The reason you and your friend are parsing this differently is that, as a written sentence, its semantics and its grammar go against each other. There are three main factors to why this is so:
1. Syntax/semantics of press
Crucial to why this is so is the syntactic-semantic properties of the verb press, which can be:
- intransitive (“She pressed harder and the stubborn button finally gave way”)
- transitive (“She pressed her nose against the glass”)
- unaccusative(-ish) (“Her nose pressed against the glass”)
Unaccusative verbs are intransitive syntactically, but differ from normal intransitives in that the subject is not the agent, and the agent is normally left unspoken; they are thus semantically closer to the transitive constructions than the intransitive constructions. Thus, “She pressed her nose against the glass” and “Her nose pressed against the glass” mean more or less the same thing, despite the sentences having different syntactic structures.
2. Morphological coalescence
English does not distinguish the simple past tense from the passive participle in regular verbs—both are pressed in this case. That is known as morphological coalescence, when two functionally distinct forms are identical in appearance.
The simple past, being a tense, is used as the main verb in clauses; you can substitute it for the simple present press(es), the present perfect has/have pressed, etc.
The passive participle, being a participle, is not used as the main verb in a clause, but it is used in various types of absolute constructions, i.e., phrases with no main verbs embedded in sentences, known as participial phrases. One common type of participial phrase has the basic structure [possessive determiner] [possessee] [participle] [various other complements]
and denotes a state or action that applies to the subject of the main clause while the action in the main clause takes place; for example:
He walked down the corridor, his head held high.
She ran up the stairs, her voice ringing out loud and clear.
He slouched into the room, his hands stuffed firmly in his pockets.
3. Punctuation
Distinct main clauses are generally separated by conjunctions, semicolons, or full stops (or exclamation marks, etc.) in English. Commas are used to bound off various types of subordinate clauses and often also absolute constructions, but should not, according to traditional rules of punctuation, be used to separate main clauses; doing so is what’s known as a comma splice.
Putting it together
The logical semantic properties of the passage in question here make it likely that the intended course of events is that ‘she’ (whoever she is) first ran towards the display and then, when she got there, pressed her nose to the glass. The punctuation (a simple comma with no conjunction), however, leads us to want to interpret the whole thing as one sentence, rather than two.
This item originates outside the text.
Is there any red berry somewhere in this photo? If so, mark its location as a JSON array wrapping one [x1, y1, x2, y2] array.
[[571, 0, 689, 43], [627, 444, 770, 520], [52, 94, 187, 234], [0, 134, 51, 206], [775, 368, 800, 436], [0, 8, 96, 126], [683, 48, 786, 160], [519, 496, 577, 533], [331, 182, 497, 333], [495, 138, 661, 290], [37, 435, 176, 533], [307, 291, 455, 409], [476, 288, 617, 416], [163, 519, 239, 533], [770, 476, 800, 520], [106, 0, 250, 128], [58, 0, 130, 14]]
In many cases, this does not really create that much of a problem, because in many cases it’s simply not possible to interpret something as a single sentence. For example:
She ran towards the display, I pressed my nose against the glass
This is a comma splice, but it’s still quite unambiguous—there are two separate subjects and two separate main verbs, both with distinct further complements (“towards the display” in the first, “my nose” and “against the glass” in the second), so there must be two main clauses. There is no possible way to interpret either as some type of subordinate element of the other.
This is not the case with your sentence, though: “She ran towards the display” is a main clause, no doubt about it; but “her nose pressed against the glass” is syntactically ambiguous.
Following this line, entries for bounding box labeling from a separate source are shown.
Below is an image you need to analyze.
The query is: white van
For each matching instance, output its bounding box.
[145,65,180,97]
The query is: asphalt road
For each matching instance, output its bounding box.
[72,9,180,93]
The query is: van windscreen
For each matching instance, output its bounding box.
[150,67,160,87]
Because the simple past and the passive participle are identical and because press is one of those verbs that can be either transitive or unaccusative(-ish), two different interpretations are, on the face of it, equally valid:
- Active unaccusative clause: her nose pressed against the window = her nose was pressing up against the window
- Passive participial phrase: her nose pressed against the window = her nose being pressed up against the window [by her]
The former of these is a main clause; the latter a subordinate phrase. The former does not indicate any particular temporal relationship between itself and the preceding main clause (it can be simultaneous, or it can be sequential—depends on the context); the latter specifically encodes taking place simultaneously with the preceding main clause.
Now you see the problem with the latter half of the statement:
The comma and lack of conjunction leads us to read it as a subordinate phrase, which reading entails simultaneity; but the logic of the statement as a whole leans heavily towards sequentiality, which requires a main clause reading.
Conflict ensues, and you end up having to choose one or the other as a suboptimal compromise: you either let syntax and punctuation win (well-formed sentence, but doesn’t make sense), or you let semantics win (makes sense, but ill-formed sentence). You and your friend just chose different compromises.